Animals: Electric Eel

2 minute read
TIME

Man is not the only animal which can produce electricity. No insect, no bird, no other mammal can, but five fishes are living dynamos. Of these the biggest and most potent is the electric eel (Electrophorus electricus), a wormish monster which lives in the freshwater marshes of northern South America, grows over 8 ft. long and thick as a man’s thigh, can send a shock through 28 ft. of water and stun the largest animal, including man.

Last week electric eels made news when from Belem, Brazil it was reported that a party of U. S. scientists had caught one 3 ft. long with a potential of 380 volts, more than triple the common U. S. house current. Electric eels have produced up to 500 volts. Local Indians long ago recognized the nature of the eel’s shocking power, naming the creature puraque, derived from their word for lightning bolt.

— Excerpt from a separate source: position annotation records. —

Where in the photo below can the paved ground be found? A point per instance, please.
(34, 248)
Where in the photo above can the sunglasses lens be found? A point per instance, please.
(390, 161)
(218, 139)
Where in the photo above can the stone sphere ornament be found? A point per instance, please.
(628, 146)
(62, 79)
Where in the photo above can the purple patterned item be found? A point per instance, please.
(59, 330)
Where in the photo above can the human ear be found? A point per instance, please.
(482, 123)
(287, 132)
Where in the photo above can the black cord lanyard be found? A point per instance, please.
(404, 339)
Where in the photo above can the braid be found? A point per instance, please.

But civilized man, in the Age of Electricity, though he understands the source of the firefly’s light does not know how Electrophorus becomes electric. Two years ago Christopher Coates, the New York Aquarium’s inquisitive tropical fishman, slipped an electric eel into a hard-rubber trough with metallic contacts an inch apart, discovered that it could light a neon lamp. That stunt became the Aquarium’s No. 1 attraction, with three performances daily. Branching his eel out into the field of ceremonial keypushers, he had it supply the initial impulse to start a police siren, a North River fireboat, an airplane; light a 2,000,000-candlepower beacon in Radio City; send a buzz over an NBC network.

Pursuing his researches, Curator Coates enlisted the aid of New York University’s Physicist Richard T. Cox, who helped him rig up testing apparatus which demonstrated that the eel’s current courses along its body at the rate of 1,000 meters per second, approximately ten times the speed at which impulses travel along the nerves of man. Last January, Physicist Cox & party set sail for Brazil to delve further into the eel’s mysteries. Last week’s capture was the first news from them, but next fortnight they will start home with their findings. Christopher Coates snorts at the idea of an Eel Light & Power Co., but does believe that study of the eel’s current may teach man to improve electric generating apparatus.